Hal serupa juga terjadi di Wonogiri, Jawa Tengah. Seorang pria berusia 46 tahun tega menjadikan darah dagingnya sebagai pelampiasan hasrat seksual. Aksi pencabulan terjadi sejak 4 tahun lalu. Dia berdalih lantaran kurang puas terhadap pelayanan istri. Dalam melakukan aksi biadabnya, pelaku mengancam korban untuk tidak menceritakan kepada siapa pun (Liputan 6, 19/06/2015).
Dua kasus di atas seakan-akan menggambarkan nafsu manusia kadang melebihi kejamnya binatang. Seperti pepatah, “Sekejam-kejamnya harimau, dia tidak akan memangsa anaknya sendiri.” Pepatah tersebut sepertinya pantas untuk menggambarkan perilaku biadab pelaku kekerasan seksual tersebut, sehingga ancaman hukuman selama 15 tahun penjara sepertinya tak cukup untuk perbuatan keji itu. Kendati, inilah alasan keluarnya Undang-Undang Nomor 17 Tahun 2016 seperti yang sudah dijelaskan di atas.
Miras Pendukung Kekerasan Seksual
Ada hal yang menarik dari ramainya kasus kekerasan seksual terhadap anak yang mencuat belakangan ini. Yakni, pelaku dan korban tindak kekerasan didahului dengan mengonsumsi minuman keras (miras). Tujuannya, merangsang supaya lebih berani untuk melakukan pemerkosaan karena nafsu seks tinggi. Untuk itu, Anggota VIII Dewan DPR DARI Fraksi PKS, Ledia Hanifa pun mendesak DPR segera mengesahkan RUU Larangan Minuman Beralkohol agar tidak ada lagi peredaran barang haram guna mencegah terulangnya kekerasan seksual.

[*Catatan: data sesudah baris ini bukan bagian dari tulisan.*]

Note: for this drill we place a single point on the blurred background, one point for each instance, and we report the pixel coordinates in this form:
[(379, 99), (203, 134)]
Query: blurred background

Ketua Komnas Perempuan, Azriana pun, pihaknya meminta tokoh agama atau tokoh masyarakat meningkatkan upaya memperkuat kesadaran warga untuk menciptakan kehidupan yang setara antara laki-laki dan perempuan, baik lintas usia maupun golongan. Ia juga meminta DPR RI segera membahas RUU Penghapusan Kekerasan Seksual. Tujuannya, agar dengan cepat dapat menangani kasus kekerasan seksual secara lebih komprehensif dan terukur.

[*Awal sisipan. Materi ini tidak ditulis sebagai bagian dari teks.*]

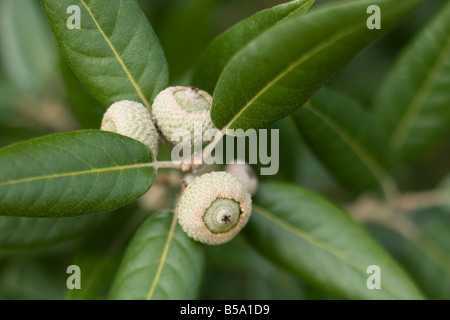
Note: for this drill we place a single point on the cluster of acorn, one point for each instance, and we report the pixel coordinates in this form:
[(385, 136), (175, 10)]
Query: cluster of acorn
[(214, 206)]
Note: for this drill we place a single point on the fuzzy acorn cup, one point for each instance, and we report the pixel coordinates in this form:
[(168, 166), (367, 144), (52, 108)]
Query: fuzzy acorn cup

Pun Masyarakat diharapkan memperkuat kesadaran melindungi anak. Anak adalah calon penerus bangsa. Anak harus mendapatkan pendidikan secara baik dan kondusif, baik dari lingkungan keluarga, masyarakat, sekolah hingga negara. Kendati itu, mengingat kasus yang sedemikian rupa tugas kita sebagai masyarakat yang cerdas adalah menjaga bukan menyakiti, khususnya orang tua memiliki peran aktif guna membantu menyongsong masa depan anak.
Penulis adalah Panitia Sekolah Literasi Gratis (SLG) Ponorogo STKIP PGRI Ponorogo. Aktif menulis di Citizen Reporter Harian Surya Surabaya.